Activities commemorate Independence Day and Hispanic Heritage Month.



Several activities were scheduled for this weekend to celebrate Mexico’s Independence Day.

In addition to the annual dances and gatherings, a group of concerned residents is leading a neighborhood cleanup to benefit the city’s west side.

Juan M. Hernandez Jr., a self-described community activist, said he is working with members of the South Bend Police Department to lead a “Manos Ayudando” or “Helping Hands” cleanup with area Latino high school students on Saturday morning.

Sept. 15 is doubly significant because it marks the beginning of Hispanic Heritage Month, commemorating Hispanic cultural contributions to the United States.

The cleanup began at St. Mary’s Church on Sample Street with help from the city in the form of trucks, bags, gloves and water. Assisted by area businesses that cater in part to Latinos, their outreach committee has sought to become a medium between the Latino population and the police department. The cleanup was also sponsored by the Hispanic Leadership Coalition and the SBPD.
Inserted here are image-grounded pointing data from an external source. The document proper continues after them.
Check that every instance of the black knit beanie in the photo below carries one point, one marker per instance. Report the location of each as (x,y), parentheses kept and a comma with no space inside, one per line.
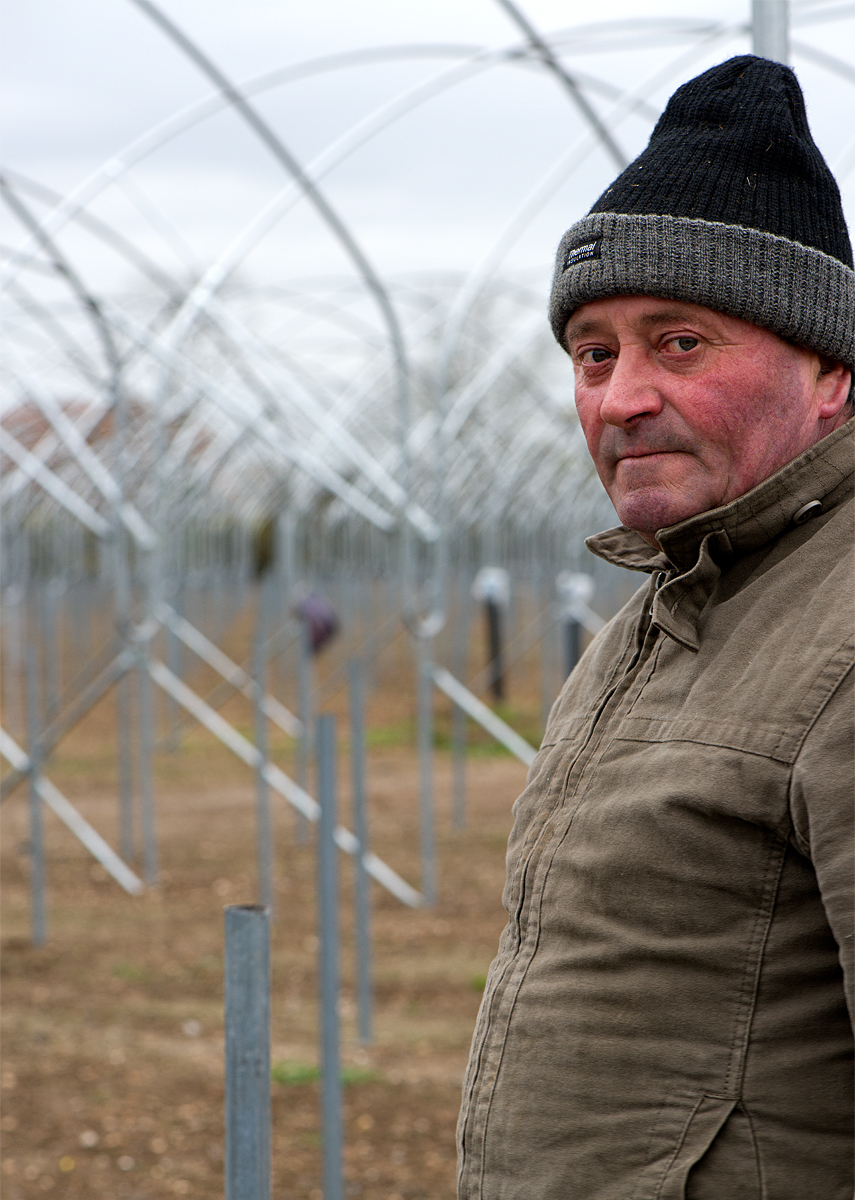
(731,207)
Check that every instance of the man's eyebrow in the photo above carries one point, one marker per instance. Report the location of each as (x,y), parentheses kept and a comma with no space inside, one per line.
(647,321)
(650,319)
(580,328)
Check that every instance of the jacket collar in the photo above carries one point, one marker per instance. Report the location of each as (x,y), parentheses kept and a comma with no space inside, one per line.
(694,551)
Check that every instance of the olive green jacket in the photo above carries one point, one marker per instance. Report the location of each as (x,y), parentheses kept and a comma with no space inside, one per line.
(669,1012)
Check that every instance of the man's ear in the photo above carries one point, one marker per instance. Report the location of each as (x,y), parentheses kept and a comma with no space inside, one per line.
(833,385)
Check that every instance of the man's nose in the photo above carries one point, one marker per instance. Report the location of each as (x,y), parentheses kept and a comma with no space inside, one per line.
(632,390)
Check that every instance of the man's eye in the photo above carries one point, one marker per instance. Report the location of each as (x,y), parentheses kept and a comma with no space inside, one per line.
(596,355)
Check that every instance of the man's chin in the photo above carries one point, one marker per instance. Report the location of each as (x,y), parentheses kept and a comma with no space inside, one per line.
(647,514)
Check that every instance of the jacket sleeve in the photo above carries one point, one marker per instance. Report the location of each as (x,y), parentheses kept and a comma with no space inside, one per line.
(823,809)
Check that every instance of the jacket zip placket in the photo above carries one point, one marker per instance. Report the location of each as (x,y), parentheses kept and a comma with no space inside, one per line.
(501,1002)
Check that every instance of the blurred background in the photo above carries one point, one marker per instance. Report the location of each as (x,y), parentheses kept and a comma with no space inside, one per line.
(286,435)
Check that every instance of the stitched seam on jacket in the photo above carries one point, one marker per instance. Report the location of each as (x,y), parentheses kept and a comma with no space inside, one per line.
(826,700)
(746,1002)
(677,1147)
(480,1096)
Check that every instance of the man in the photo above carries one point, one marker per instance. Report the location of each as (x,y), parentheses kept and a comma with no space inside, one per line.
(670,1011)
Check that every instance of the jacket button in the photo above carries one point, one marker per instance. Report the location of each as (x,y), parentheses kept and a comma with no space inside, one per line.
(806,511)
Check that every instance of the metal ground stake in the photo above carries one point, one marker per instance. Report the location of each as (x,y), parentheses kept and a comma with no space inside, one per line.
(328,911)
(247,1053)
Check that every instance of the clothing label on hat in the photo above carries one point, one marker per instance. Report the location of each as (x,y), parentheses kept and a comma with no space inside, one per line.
(578,255)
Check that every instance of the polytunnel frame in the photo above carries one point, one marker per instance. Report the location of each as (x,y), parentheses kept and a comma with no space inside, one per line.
(97,479)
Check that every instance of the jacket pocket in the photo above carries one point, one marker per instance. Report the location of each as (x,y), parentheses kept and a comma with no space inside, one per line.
(700,1131)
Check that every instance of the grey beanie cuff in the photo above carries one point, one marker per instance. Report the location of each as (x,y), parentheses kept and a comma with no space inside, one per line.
(800,293)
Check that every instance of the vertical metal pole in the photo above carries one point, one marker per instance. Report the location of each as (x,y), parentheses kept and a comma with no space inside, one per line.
(770,27)
(39,906)
(494,637)
(328,910)
(360,827)
(572,637)
(51,592)
(459,717)
(304,745)
(15,639)
(147,745)
(247,1053)
(263,826)
(124,718)
(425,749)
(174,659)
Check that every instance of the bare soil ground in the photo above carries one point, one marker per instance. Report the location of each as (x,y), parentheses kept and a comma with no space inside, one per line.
(112,1079)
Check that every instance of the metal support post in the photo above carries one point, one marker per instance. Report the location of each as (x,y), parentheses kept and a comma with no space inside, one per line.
(425,749)
(147,745)
(263,825)
(360,828)
(572,640)
(494,639)
(459,717)
(304,745)
(770,28)
(328,912)
(39,906)
(247,1053)
(51,592)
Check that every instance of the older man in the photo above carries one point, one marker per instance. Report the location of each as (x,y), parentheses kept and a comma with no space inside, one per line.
(670,1011)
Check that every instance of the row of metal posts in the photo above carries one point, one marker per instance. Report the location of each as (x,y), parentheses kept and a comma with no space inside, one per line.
(145,743)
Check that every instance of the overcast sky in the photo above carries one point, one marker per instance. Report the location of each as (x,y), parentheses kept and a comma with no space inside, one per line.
(434,190)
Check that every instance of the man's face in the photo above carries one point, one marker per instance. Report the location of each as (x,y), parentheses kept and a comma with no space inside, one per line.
(683,408)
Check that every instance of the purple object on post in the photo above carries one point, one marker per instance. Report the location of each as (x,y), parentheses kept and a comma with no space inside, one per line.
(320,618)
Mexico’s 11-year fight for independence began in the early morning hours of Sept. 16, 1810, when the parish priest of a small central Mexico town summoned its people to fight against the Spanish.
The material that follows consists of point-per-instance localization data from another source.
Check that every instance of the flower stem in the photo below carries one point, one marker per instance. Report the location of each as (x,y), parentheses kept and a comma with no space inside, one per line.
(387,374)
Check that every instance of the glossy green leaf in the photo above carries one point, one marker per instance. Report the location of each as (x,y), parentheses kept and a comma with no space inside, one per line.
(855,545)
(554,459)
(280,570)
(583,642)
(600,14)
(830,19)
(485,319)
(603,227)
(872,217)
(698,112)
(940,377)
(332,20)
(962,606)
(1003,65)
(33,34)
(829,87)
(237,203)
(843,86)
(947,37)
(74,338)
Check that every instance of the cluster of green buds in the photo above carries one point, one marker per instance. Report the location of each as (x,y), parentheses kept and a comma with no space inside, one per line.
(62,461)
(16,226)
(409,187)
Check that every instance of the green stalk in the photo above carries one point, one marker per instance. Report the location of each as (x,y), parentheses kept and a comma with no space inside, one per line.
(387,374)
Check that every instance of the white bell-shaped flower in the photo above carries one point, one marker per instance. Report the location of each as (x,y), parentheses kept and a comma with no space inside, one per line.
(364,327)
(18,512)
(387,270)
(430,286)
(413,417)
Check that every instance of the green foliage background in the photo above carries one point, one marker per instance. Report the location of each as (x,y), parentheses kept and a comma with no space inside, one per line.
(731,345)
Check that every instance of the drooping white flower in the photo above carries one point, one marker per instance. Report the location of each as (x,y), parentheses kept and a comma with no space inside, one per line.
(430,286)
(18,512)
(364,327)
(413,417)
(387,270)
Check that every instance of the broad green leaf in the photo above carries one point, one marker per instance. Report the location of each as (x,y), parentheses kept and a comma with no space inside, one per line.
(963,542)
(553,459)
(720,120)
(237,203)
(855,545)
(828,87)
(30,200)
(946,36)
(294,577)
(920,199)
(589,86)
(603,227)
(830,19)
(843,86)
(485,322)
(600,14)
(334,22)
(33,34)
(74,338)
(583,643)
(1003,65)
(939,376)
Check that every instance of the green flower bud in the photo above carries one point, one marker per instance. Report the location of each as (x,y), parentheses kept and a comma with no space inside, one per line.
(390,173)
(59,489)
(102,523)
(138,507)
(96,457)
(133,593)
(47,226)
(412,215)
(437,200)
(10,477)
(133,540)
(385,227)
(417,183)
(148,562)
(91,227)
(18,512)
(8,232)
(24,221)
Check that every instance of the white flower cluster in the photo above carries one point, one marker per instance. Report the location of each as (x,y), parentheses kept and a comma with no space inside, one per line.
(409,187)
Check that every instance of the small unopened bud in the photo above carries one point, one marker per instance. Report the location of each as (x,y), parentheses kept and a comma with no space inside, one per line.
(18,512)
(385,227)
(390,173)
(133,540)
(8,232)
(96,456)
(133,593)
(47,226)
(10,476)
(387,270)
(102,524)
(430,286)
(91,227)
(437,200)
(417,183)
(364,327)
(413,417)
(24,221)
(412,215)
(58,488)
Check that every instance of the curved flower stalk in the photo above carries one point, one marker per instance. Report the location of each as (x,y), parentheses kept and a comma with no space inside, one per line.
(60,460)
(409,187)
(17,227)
What he cried to the people is known as “El Grito” or “The Cry,” commemorated annually with words from the president of Mexico at midnight on Sept. 16.

At least eight Latin American countries found their freedom in September.
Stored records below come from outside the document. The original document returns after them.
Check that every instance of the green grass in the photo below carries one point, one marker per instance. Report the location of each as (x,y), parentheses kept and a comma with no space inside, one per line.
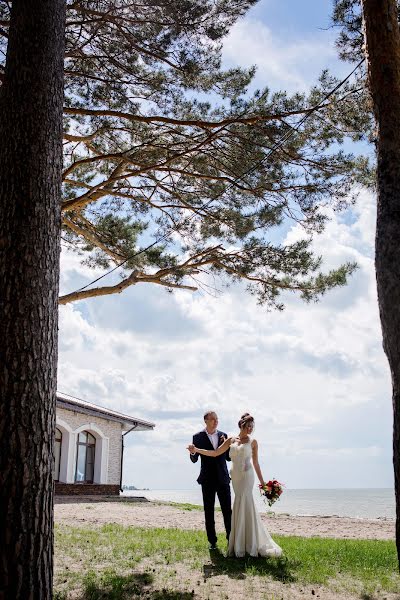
(100,561)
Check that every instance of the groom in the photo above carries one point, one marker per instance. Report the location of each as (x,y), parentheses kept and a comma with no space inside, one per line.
(213,478)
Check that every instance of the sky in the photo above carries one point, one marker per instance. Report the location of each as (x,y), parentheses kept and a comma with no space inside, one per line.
(314,376)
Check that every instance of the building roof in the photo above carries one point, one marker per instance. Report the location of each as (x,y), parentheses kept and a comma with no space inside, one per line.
(82,406)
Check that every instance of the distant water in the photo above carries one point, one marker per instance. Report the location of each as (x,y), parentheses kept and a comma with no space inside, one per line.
(358,503)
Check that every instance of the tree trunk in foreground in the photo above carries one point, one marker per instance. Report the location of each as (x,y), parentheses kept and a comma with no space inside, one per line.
(383,54)
(31,100)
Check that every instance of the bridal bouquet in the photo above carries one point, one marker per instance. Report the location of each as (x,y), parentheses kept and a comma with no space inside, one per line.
(271,491)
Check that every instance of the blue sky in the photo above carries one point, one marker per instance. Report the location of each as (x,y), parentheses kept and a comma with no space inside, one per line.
(315,376)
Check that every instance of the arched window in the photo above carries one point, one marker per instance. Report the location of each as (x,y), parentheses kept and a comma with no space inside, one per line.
(57,454)
(85,457)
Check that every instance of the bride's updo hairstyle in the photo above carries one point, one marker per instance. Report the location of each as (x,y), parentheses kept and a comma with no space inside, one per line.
(244,419)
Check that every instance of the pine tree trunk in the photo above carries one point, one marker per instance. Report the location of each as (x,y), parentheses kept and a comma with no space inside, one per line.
(383,54)
(31,100)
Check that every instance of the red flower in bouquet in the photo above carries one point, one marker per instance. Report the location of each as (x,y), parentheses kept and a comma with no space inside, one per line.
(271,491)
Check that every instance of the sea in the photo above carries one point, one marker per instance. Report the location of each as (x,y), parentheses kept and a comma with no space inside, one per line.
(369,503)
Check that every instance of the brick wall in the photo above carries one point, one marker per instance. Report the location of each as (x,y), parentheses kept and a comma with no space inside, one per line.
(85,489)
(110,429)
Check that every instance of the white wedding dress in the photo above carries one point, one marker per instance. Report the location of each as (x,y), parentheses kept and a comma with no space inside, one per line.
(248,535)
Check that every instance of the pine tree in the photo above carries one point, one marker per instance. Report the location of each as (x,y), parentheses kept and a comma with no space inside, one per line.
(172,170)
(31,103)
(382,41)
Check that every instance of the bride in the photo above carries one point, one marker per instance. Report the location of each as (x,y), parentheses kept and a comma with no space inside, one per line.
(248,534)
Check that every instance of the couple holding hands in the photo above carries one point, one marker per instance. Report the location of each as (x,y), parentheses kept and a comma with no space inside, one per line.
(244,529)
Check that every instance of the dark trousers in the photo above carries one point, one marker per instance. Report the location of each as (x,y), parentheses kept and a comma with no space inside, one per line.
(224,496)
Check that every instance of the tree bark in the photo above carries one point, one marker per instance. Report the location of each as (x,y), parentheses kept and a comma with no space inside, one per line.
(31,101)
(382,39)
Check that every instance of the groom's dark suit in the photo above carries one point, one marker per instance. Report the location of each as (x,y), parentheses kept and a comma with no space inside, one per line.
(214,479)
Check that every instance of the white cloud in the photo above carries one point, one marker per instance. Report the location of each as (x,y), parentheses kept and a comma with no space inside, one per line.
(314,376)
(283,62)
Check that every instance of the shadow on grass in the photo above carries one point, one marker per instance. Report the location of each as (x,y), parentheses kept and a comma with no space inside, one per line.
(110,586)
(239,568)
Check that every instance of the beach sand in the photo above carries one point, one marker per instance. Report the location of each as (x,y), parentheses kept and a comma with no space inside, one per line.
(156,514)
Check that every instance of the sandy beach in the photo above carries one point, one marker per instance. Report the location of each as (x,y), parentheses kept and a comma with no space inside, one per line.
(156,514)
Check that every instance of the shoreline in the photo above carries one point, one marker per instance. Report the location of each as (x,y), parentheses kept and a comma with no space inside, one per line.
(82,512)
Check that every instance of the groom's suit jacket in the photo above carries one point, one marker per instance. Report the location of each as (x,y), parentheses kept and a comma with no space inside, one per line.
(213,469)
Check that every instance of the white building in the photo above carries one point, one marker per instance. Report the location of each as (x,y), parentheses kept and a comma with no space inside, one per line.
(89,446)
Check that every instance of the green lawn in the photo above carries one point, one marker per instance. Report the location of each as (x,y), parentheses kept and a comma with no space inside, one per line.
(115,562)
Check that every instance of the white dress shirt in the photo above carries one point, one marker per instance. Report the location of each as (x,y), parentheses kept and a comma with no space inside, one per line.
(213,437)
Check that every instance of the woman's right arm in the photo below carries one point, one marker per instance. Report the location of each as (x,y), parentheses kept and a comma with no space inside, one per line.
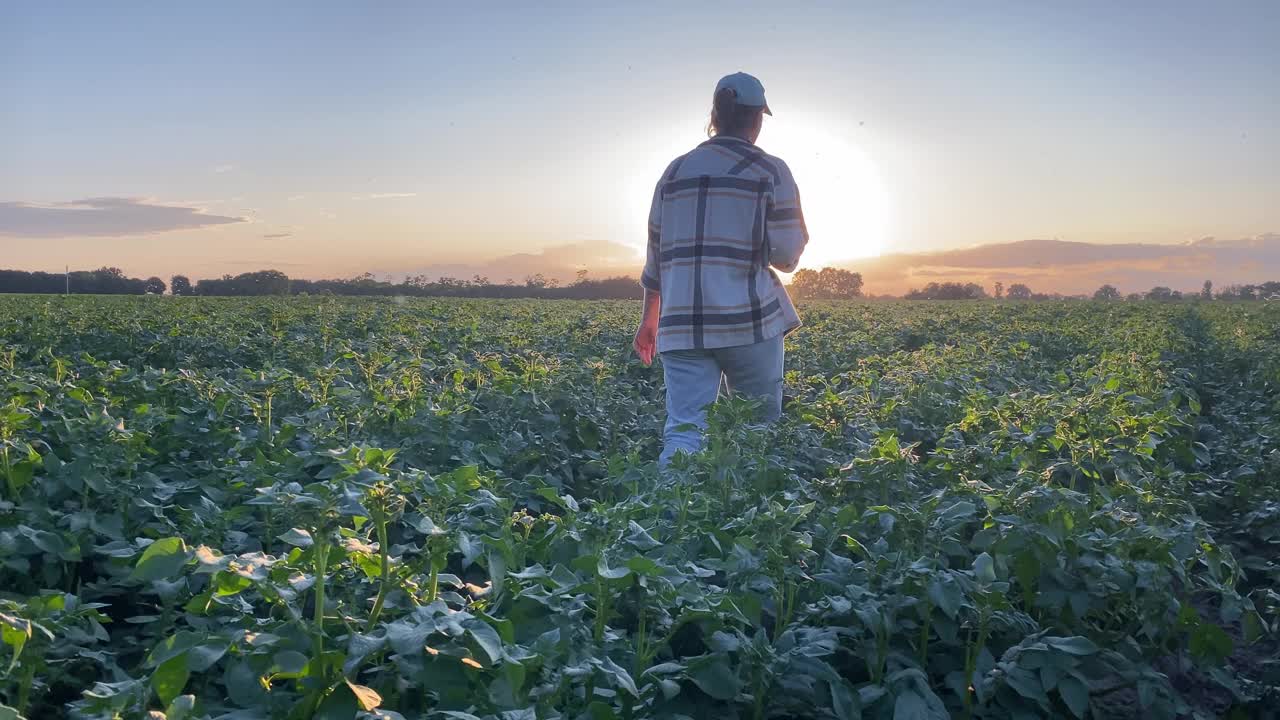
(787,233)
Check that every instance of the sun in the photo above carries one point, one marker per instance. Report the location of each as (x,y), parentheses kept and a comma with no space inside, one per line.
(845,201)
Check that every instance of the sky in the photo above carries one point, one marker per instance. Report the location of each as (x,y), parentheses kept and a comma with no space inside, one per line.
(334,139)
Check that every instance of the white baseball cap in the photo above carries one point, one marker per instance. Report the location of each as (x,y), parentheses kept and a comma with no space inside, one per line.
(746,89)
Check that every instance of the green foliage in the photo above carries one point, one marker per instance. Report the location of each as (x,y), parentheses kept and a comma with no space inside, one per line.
(369,509)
Five of them — Guatemala, Honduras, El Salvador, Nicaragua and Costa Rica — celebrate it on Sept. 15.

Other activities planned for Saturday were the following:

Eliud Villanueva, director of the Spanish-language radio station Sabor Latino, 98.1 FM, said the nonprofit organization is holding its annual celebration of Mexico’s Independence Day at two South Bend restaurants.

Taste of Mexico, at 2637 W. Western Ave., South Bend, and Nuevo Tijuana Mexican Restaurant, at 1116 S. Main St., South Bend, are leasing their dance floors for the annual dance with live bands and the crowning of a queen.

The ceremonies began at 7 p.m., with the traditional “Grito” at midnight, heard live from Mexico City.

The Hidalgo Community Center of Goshen sponsored the start of Hispanic Heritage Month with an event of authentic Mexican arts and crafts.

Hailing from the state of Hidalgo in Mexico were a variety of artists, performers, and artisans including the professional Mexican Folklore ballet Macuilxochitl; the Mariachi Band Santa Cecilia; and makers of traditional handmade silver jewelry. Performances were at the Elco Theater, 400 South Main St., Elkhart.

El Palenque Mexican Restaurant in Elkhart held a celebration of Independence Day with live bands, Mariachi Esmeralda and the Folkloric Group of Elkhart, followed by a DJ.